Tuesday, July 20, 2010

Misunderstood Beneficial Insects

Awesome discovery!
Big assassin bug munching on a nasty leaf hopper in some bean plants.
 
Gardeners who value natural balance know that beneficial insects can be our greatest allies. Being an organic gardener means that not only are you feeding your family chemical free food, you're feeding the soil healthy nutrients, and you're providing a habitat for bugs of all kinds, including the nasty ones. By keeping pesticides out of your garden, no bees will be damaged when pollinating your flowers. By allowing some aphids to remain on the leaves, you're feeding generations of ladybugs and keeping them interested in staying so that they're there as your best defense against the next inevitable swarm of aphids and other pests. Anoles and geckos will fill your gardens if they have plenty of bugs to snack on, and they too will help rid your garden of the numbers of pests that can damage your crops. But along with the good bugs come the bad, and it's your responsibility as a gardener and good Earth citizen to know the difference between the two and allow the beneficials to thrive and protect your spread from the nasties.

acrobatics
Nasty hornworm caterpillars can defoliate a tomato plant quite rapidly

One misunderstood beneficial insect is the wasp. I am personally allergic to wasp stings, so forgive me if my photos are a bit out of focus due to a bit of distance between me and my friendly neighborhood nesting wasp. We all know that bees are the big pollinators, and have been in trouble lately due to the use of pesticides and the introduction of alien bees. But along with bees come their flying cousins, the wasps. They can sting repeatedly, and are excellent predators not just of your ankles, but of some very nasty garden pests.

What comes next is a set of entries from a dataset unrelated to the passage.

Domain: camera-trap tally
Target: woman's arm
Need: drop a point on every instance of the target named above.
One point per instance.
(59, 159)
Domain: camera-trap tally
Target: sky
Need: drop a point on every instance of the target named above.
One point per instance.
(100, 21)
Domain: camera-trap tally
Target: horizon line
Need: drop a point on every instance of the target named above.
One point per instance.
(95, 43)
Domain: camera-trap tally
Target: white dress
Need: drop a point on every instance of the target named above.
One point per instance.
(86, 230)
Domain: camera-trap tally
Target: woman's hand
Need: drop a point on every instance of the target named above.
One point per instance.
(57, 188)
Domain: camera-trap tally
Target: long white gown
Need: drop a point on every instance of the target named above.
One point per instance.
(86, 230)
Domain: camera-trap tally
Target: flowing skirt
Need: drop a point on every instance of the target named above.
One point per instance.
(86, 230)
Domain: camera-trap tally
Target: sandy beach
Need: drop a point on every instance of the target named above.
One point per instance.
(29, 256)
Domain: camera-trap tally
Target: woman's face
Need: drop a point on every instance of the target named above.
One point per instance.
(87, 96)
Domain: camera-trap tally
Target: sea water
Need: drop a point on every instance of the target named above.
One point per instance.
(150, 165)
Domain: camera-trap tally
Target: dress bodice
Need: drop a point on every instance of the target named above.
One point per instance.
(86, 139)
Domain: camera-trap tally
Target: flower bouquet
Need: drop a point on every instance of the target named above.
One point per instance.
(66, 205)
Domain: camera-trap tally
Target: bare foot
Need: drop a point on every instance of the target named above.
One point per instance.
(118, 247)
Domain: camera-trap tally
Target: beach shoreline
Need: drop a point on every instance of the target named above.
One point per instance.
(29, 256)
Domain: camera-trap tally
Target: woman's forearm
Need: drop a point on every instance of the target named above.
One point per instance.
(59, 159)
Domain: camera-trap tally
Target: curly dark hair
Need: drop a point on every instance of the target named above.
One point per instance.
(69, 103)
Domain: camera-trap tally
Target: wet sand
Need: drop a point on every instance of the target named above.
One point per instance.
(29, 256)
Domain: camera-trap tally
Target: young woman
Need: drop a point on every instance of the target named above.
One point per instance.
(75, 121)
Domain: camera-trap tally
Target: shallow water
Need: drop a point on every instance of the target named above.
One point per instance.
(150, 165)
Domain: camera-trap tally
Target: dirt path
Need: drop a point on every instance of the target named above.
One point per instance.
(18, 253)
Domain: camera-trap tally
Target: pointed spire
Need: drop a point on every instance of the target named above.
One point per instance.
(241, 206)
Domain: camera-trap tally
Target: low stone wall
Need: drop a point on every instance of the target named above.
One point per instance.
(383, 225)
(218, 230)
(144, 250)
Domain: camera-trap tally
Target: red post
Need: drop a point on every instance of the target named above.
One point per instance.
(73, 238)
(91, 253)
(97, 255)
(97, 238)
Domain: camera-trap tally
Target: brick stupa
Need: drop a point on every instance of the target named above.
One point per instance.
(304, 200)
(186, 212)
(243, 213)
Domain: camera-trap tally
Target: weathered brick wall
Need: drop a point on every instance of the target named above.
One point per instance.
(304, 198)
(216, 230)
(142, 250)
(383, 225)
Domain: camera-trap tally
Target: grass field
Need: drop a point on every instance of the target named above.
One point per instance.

Paper wasps prey on insects such as caterpillars, flies and beetle larvae which they feed to larvae. They actively forage during the day and all colony members rest on the nest at night. - Texas A&M
I have seen it in my very own garden: a big ole' hornworm, all deflated and dead and eaten from, hanging by its weird little filament off a tomato branch it was in the process of defoliating. This particular wasp nesting in a little pipe coming out of my house is a paper wasp. The adults feed off nectar, pollinating as they go, but they feed their larval young bits and pieces of common garden pests, thus ridding my tomato and pepper plants from unwanted foes. I caught these pictures a day after i'd have liked - on the day prior i saw inside the paper nests little wriggling larva babies! It was pretty cool, to say the least. On this day mama wasp has covered the tips of the nest to keep her babies protected. Once she's incubated and hatched these baby wasps, they will leave the nest and never return - paper wasps only use their nests once.

So, please think twice before zapping the wasps with some nasty canned wasp killing spray. If you stay away from them, they'll most likely keep their stingers to themselves, and give you a big helping hand in the garden.